The close time for impersonation efforts came to an end with the final withdrawal of Moritz and Augusta from the piano. Blanche Boveal retired early, leaving the room in a series of laboured leaps that she hoped might be recognised as a tolerable imitation of Pavlova. Vera Durmot, the sixteen-year-old flapper, expressed her confident opinion that the performance was intended to typify Mark Twain’s famous jumping frog, and her diagnosis of the case found general acceptance. Another guest to set an example of early bed-going was Waldo Plubley, who conducted his life on a minutely regulated system of time-tables and hygienic routine. Waldo was a plump, indolent young man of seven-and-twenty, whose mother had early in his life decided for him that he was unusually delicate, and by dint of much coddling and home-keeping had succeeded in making him physically soft and mentally peevish. Nine hours’ unbroken sleep, preceded by elaborate breathing exercises and other hygienic ritual, was among the indispensable regulations which Waldo imposed on himself, and there were innumerable small observances which he exacted from those who were in any way obliged to minister to his requirements; a special teapot for the decoction of his early tea was always solemnly handed over to the bedroom staff of any house in which he happened to be staying. No one had ever quite mastered the mechanism of this precious vessel, but Bertie van Tahn was responsible for the legend that its spout had to be kept facing north during the process of infusion.
On this particular night the irreducible nine hours were severely mutilated by the sudden and by no means noiseless incursion of a pyjama-clad figure into Waldo’s room at an hour midway between midnight and dawn.

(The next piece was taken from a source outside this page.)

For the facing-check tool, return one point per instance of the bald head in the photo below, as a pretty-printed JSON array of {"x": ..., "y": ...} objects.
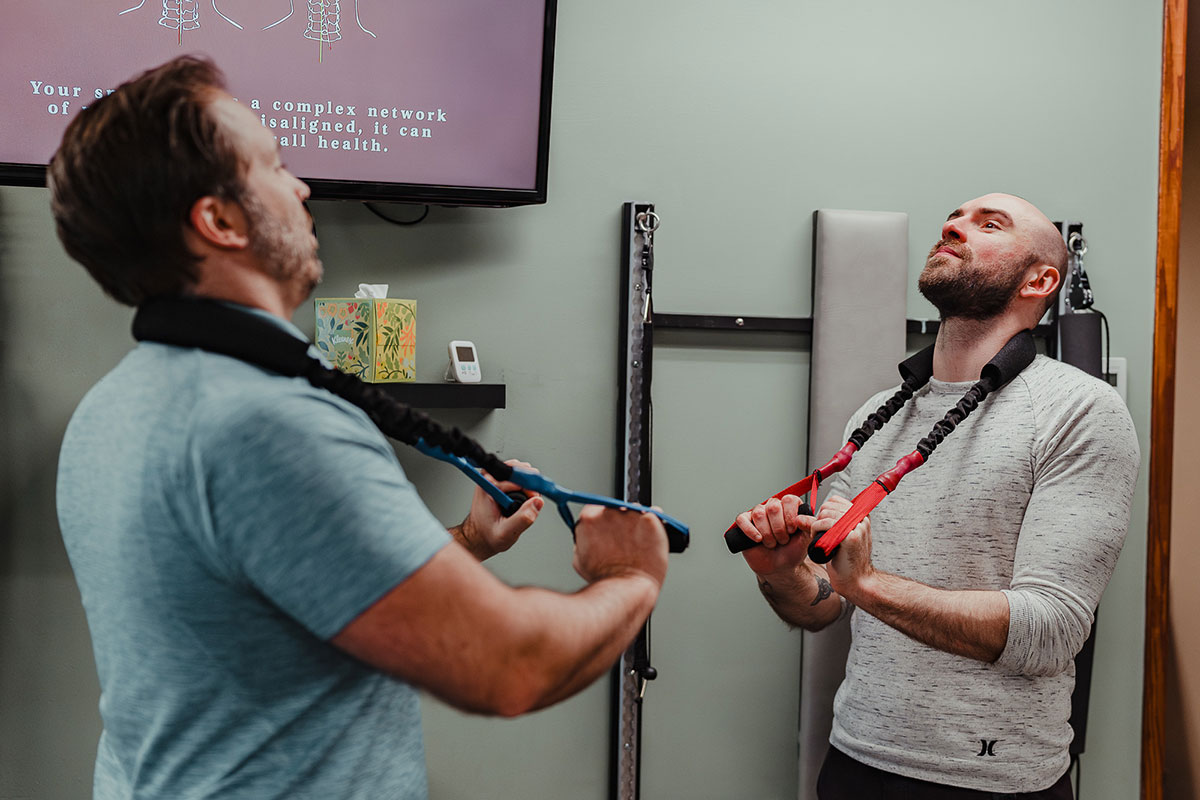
[
  {"x": 997, "y": 253},
  {"x": 1041, "y": 235}
]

“What is the matter? What are you looking for?” asked the awakened and astonished Waldo, slowly recognising Van Tahn, who appeared to be searching hastily for something he had lost.
“Looking for sheep,” was the reply.
“Sheep?” exclaimed Waldo.
“Yes, sheep. You don’t suppose I’m looking for giraffes, do you?”
“I don’t see why you should expect to find either in my room,” retorted Waldo furiously.
“I can’t argue the matter at this hour of the night,” said Bertie, and began hastily rummaging in the chest of drawers. Shirts and underwear went flying on to the floor.
“There are no sheep here, I tell you,” screamed Waldo.
“I’ve only got your word for it,” said Bertie, whisking most of the bedclothes on to the floor; “if you weren’t concealing something you wouldn’t be so agitated.”
Waldo was by this time convinced that Van Tahn was raving mad, and made an anxious, effort to humour him.
“Go back to bed like a dear fellow,” he pleaded, “and your sheep will turn up all right in the morning.”
“I daresay,” said Bertie gloomily, “without their tails. Nice fool I shall look with a lot of Manx sheep.”
And by way of emphasising his annoyance at the prospect he sent Waldo’s pillows flying to the top of the wardrobe.
“But WHY no tails?” asked Waldo, whose teeth were chattering with fear and rage and lowered temperature.
“My dear boy, have you never heard the ballad of Little Bo-Peep?” said Bertie with a chuckle. “It’s my character in the Game, you know. If I didn’t go hunting about for my lost sheep no one would be able to guess who I was; and now go to sleepy weeps like a good child or I shall be cross with you.”